We can see that, when the element is near to the front of the list, exponential search performs better than binary search.
Therefore, when the list size is very big and it looks like the element is too far from the end of the list, use exponential search.
## Interpolation Search
Suppose, we have a very long sorted list and we are searching $X$. Let say, we have a mechanism that takes us directly to an index near to $X$, rather than to the middle element of the range, in case of binary search.
**For example**, we are looking for a key which is near to the end of a long list. So, by this mechanism it will indicate that we should start searching close to the end of the list.
In binary search, we use simple formula $(l+r)/2$ to find the mid index. But now, we are going to use different formula. So the question is, how to determine such a formula which finds an index near to the key($X$)?
In order to find such a formula, we need to have some characteristics of data, other than it is sorted.
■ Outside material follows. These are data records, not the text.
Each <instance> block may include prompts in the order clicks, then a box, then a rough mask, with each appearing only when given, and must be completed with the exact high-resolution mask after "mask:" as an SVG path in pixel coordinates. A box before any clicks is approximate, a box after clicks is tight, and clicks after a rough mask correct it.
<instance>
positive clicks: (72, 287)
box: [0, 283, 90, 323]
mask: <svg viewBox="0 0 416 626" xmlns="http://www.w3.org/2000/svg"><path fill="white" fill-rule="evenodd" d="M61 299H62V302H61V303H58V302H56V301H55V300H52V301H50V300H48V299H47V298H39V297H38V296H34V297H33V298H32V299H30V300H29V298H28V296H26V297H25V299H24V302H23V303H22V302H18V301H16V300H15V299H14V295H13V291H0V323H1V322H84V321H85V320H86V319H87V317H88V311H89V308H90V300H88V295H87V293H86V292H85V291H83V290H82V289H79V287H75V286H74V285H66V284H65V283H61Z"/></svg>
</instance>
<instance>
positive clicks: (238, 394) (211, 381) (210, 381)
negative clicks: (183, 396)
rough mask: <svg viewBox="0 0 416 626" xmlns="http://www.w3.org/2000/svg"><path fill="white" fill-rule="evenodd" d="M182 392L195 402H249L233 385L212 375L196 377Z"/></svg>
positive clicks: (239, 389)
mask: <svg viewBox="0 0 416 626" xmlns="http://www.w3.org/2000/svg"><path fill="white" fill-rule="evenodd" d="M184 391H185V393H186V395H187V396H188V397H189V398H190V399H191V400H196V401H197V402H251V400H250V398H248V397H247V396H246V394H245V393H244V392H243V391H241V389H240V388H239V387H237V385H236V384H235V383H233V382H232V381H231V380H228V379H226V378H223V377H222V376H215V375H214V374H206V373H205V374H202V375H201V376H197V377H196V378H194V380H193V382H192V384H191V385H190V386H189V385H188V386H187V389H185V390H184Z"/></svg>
Like, the given data follows linear distribution or exponential distribution or normal distribution or some other distributions.
For linear distribution case, the formula is as below:
$mid = low + ((key - arr[low]) * (high - low) / (arr[high] - arr[low]))$
Where $low$ and $high$ are lowerbound and upperbound of the search range, respectively.
**Note:** Other than the mid index formula the algorithm is similar to binary search, with some very intuitive conditions.
```
// After determining mid from the above formula
// procedure is same as binary search
if (list[mid] < key)
low = mid + 1;
else if (list[mid] > key)
high = mid - 1;
else
return mid;
```
![enter image description here](https://lh3.googleusercontent.com/wtZUN15MdVpeP__i3VL6tEwwcasjWDBSrq_jDRHGji_HMuFNbZ_yriiqjz9uML4dkwgU7hzx6HXC)
```cpp
#include <bits/stdc++.h>
using namespace std;
int interpolation_search(vector<int>& list, int key)
{
int size = list.size();
int low = 0, high = size - 1, mid;
while ((list[high] != list[low]) && (key >= list[low]) && (key <= list[high])) {
// Linear distribution case
mid = low + ((key - list[low]) * (high - low) / (list[high] - list[low]));
if (list[mid] < key)
low = mid + 1;
else if (list[mid] > key)
high = mid - 1;
else
return mid;
}
if (key == list[low])
return low ;
else
return -1;
}
int main()
{
vector<int> list{3,5,6,7,8,10,17,20,24,27};
int key = 10;
cout << interpolation_search(list,key) << endl;
return 0;
}
```
Similarly, for exponential distribution case, the formula is as below:
$mid = low + ((\log(key) - \log(arr[low])) * (high - low) / (\log(arr[high]) - \log(arr[low])))$
**Time Complexity**
If the data follows some distributions, then it works in $\Omicron{(\log({\log{n}}))}$, which is quite good.
But in worst case it might take $\Omicron{(n)}$.